Les labels qui promettent un chocolat éthique s’approvisionnent auprès de coopératives qui achètent leur cacao auprès d’un certain nombre de planteurs agréés, dont ils connaissent les parcelles et dont ils certifient la qualité de production. Certes, certaines coopératives respectent leur cahier des charges, mais la grande majorité s’approvisionne en dehors de leur zone officielle. Tout simplement parce qu’ils ne peuvent pas répondre à la demande !
Exemple : une multinationale annonce à une coopérative qu’elle veut 1 000 tonnes de cacao certifié « commerce équitable », mais elle souhaite être livré entre octobre et décembre, lorsque les fèves sont plus fines et plus grosses. Si la coopérative ne peut pas respecter les délais ou la quantité, elle enverra des « pisteurs » chercher du cacao ailleurs. Elle réattribuera alors fictivement ce cacao à certains de ses membres. La traçabilité s’arrête à la coopérative.
Pire encore : des quantités importantes de haricots proviennent de forêts classées et de réserves naturelles ! Ils sont donc produits illégalement, puis livrés la nuit à des coopératives qui les recycleront en cacao rural certifié…
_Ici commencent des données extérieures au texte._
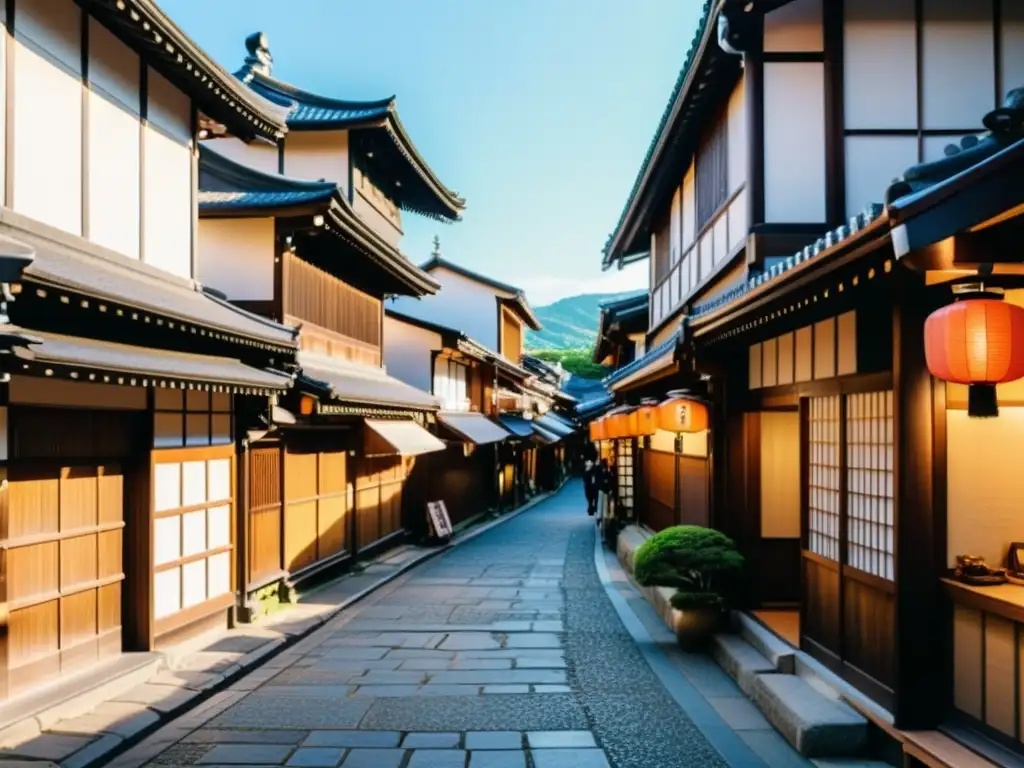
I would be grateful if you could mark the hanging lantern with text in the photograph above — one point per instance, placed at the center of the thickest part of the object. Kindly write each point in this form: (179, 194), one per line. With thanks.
(979, 342)
(681, 413)
(643, 421)
(619, 426)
En effet, 40 % des 2 millions de tonnes de cacao ivoirien proviennent de forêts classées. La seule certification qui offre des garanties est biologique. Nous pouvons réaliser des analyses et vérifier qu’il n’y a aucune trace de pesticides. La tricherie existe, mais on peut la souligner de manière irréfutable.
Malheureusement, l’expansion de l’agriculture biologique se heurte à une croyance bien ancrée chez les planteurs : ils sont convaincus qu’ils ne peuvent pas fabriquer de cacao sans pesticides. Mais cela reste une piste intéressante car, avec le bio, il est plus difficile de tricher.
➤ Article publié dans le revue GEO n°550, « Fabuleux Okavango Delta », à partir de décembre 2024.